Mit der deutlichsten Erhöhung der Preise (+1,9%) im Fernverkehr seit 2012 wird das Bahnfahren in Deutschland ab Dezember diesen Jahres wieder einmal unattraktiver. Der Konzern kommentiert jedoch: „Im langfristigen Vergleich bleibt Bahnfahren weiter günstig.“ Bahnfahrende in Deutschland wissen, dass das völliger Quatsch ist. Kaum eine Strecke ist mit dem Auto, dem Bus oder dem Flugzeug nicht günstiger und schneller zu bestreiten als mit dem Zug. Dieser bietet so gut wie keine Vorteile für die Reisenden, abgesehen vom guten Gefühl möglichst ökologisch zu reisen. Und selbst das verschwimmt bei genauerem Hinsehen deutlich. Aber beginnen wir etwas weiter vorn.
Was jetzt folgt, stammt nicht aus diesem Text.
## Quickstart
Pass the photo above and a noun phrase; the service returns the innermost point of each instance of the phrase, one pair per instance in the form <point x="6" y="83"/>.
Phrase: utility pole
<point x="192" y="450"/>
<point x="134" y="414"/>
Bahnreform – Der Anfang vom Ende

1994 tritt das Eisenbahnneuordnungsgesetz in Kraft, allgemein besser bekannt als „Bahnreform“. Dazu gehörte die Ausgliederung der Deutschen Bahn AG als privatrechtlich organisierte Eisenbahngesellschaft des Bundes. Arno Luik beschreibt in seinem Buch „Schaden in der Oberleitung“ die Folgen dieser Reform eindrücklich. (https://www.westendverlag.de/buch/schaden-in-der-oberleitung/ ) Der Staatskonzern agierte von da an wie ein privates Unternehmen: Schlechterer Service, höhere Kosten, Einsparungen an jeder Ecke, sowie Entlassungen und Kürzungen auf der einen und fette Boni auf der anderen Seite. Insgesamt steigerte sich das Gehalt der Bahnchefs von 1991 bis 2017 um 2000% und der Sanierungsstau wuchs auf 57 Milliarden Euro an.

Die Chefs der Deutschen Bahn kamen seit der Reform 1994 fast ausnahmslos aus der Auto- oder Luftfahrtindustrie. Viele von ihnen wechselten nach ihrer Tätigkeit bei der Bahn auch wieder dorthin zurück, weshalb Vermutungen, dass die Bahn im Namen der deutschen Autoindustrie bewusst zugrunde gerichtet wurde, nicht unlogisch erscheinen. Wer das für unrealistisch hält, der sei an die „General Motors Streetcar Conspiracy“ erinnert: Zwischen 1930 und 1960 kauften US-Autofirmen unter der Führung von General Motors Bahnunternehmen in den ganzen USA auf, um den Bahnverkehr stillzulegen und ihn durch Autos zu ersetzen. Mit Erfolg.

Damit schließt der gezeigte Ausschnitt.